FIGURE 4. Effects of simulated extreme climate events on seedling survival. (A) Survival rates of seedlings assigned to indicated short-term extreme climate events starting at indicated ages; (B) survival rates of seedlings that survived short-term extreme climate events subjected to indicated long-term extreme climate events after growth for 120 days in ‘conducive’ conditions. n = 6 (replicate pots with 30 initially sown seeds), data are mean and standard error (s.e.). See Table S3 for the complete statistical details (Linear mixed-effects models). Very few seedlings in the control (‘conducive’) group died from the start to the end of the experiment, so only their final survival rate is shown.
Germination rates of seeds buried in the field (2 cm deep) were relatively high (more than 60%) in the following May and July. Seeds buried at lower elevation (warmer condition) generally showed higher frequencies of germination than those buried at higher elevation (colder condition; Table S4; Figure S5). No viable seeds remained in July, because if they did not germinate, seeds rotted in the soil. Most seeds and seedlings had rotted in September, and only a small proportion of the seedlings survived to the end of September if they did not break out of the soil (Figure S5).
All transplanted seedlings were still living a week after transplantation, suggesting that the establishment of seedlings in the field was not inhibited by transplantation. However, two months later few seedlings survived possibly due to constraints from surrounding environments (Table S5). More specifically, in late September survival rates of seedlings transplanted within vegetation and in bare ground micro-habitats were similar at high elevation, but at low elevation the seedlings transplanted into bare ground had higher survival rates than those transplanted into vegetation. Surprisingly, no seedlings survived until mid-November in any of the micro-habitats used in the experiment.
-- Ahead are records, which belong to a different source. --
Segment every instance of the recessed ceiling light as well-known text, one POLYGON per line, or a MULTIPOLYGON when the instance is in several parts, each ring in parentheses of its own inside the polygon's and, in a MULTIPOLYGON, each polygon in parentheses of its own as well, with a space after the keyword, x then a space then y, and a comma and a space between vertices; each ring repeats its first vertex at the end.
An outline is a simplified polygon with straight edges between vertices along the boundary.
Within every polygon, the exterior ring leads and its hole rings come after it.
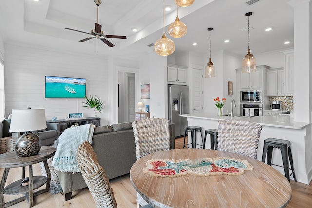
POLYGON ((171 10, 171 6, 170 5, 166 5, 165 6, 165 10, 167 11, 171 10))

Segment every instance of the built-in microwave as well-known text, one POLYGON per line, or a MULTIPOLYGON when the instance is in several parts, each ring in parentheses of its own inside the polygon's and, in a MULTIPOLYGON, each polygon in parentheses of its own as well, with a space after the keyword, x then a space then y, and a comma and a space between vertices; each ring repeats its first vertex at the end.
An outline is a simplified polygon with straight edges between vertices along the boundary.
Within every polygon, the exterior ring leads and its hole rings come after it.
POLYGON ((240 102, 262 103, 262 91, 259 90, 240 91, 240 102))

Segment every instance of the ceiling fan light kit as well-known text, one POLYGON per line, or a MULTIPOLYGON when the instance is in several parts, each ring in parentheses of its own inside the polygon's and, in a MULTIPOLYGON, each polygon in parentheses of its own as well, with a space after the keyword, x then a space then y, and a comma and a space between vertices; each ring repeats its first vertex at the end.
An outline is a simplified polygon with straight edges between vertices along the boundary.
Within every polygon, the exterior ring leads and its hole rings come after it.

Finally, surrounding vegetation also imposed certain allelopathic constraints on seed germination and seedling growth (Table S6; Figure S6).
Beneficiary plants generally reduced the cushions’ nutrient contents and two stable isotope ratios (δ13C and δ15N), although not all effects were significant (Table S7, Figure S7). Beneficiary plants also reduced the specific leaf area (SLA) and leaf dry matter content (LDMC) of individual cushions in all study populations, and these effects were independent of the dominating beneficiary species (Table S8; Figure S8A, C). However, when beneficiary plants’ cover increased, both SLA and LDMC significantly increased (Figure S8B, D).
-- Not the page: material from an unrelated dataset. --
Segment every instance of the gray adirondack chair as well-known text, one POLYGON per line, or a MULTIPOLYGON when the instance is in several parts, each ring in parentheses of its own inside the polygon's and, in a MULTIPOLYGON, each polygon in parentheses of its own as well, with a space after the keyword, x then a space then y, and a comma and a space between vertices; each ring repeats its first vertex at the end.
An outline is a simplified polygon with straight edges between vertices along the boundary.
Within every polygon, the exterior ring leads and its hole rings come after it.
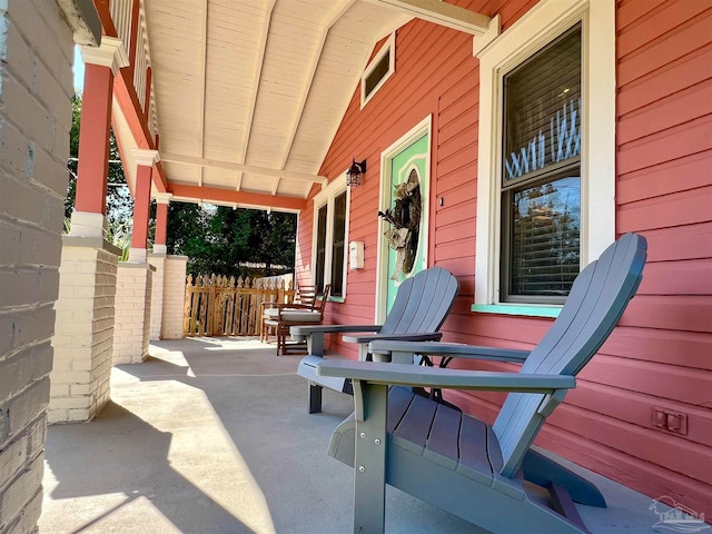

Beneficiary plant cover and cushion flower production were not correlated in the CM1 population, weakly negatively correlated (P= 0.118) in the PJ4 population and strongly negatively correlated in the other populations (Figure 5A-H). These findings clearly indicate that beneficiary species can significantly reduce the cushion plant’s flower production. A significant negative correlation between beneficiary cover and fruit production was also detected in the PY population (Figure 5), but this relationship was neutral in the PJ3, CM1, CM2 and YL populations, and weakly negative in the others (PJ1, PJ2 and PJ4). Thus, beneficiary plants seem to generally have slightly negative effects on the cushion plant’s fruit production.
Moreover, beneficiary plant cover also positively correlated with the mortality of individual cushions in all study populations (Figure 5I-K), indicating that increases in this variable can promote the mortality of cushion plants and accelerate their exclusion.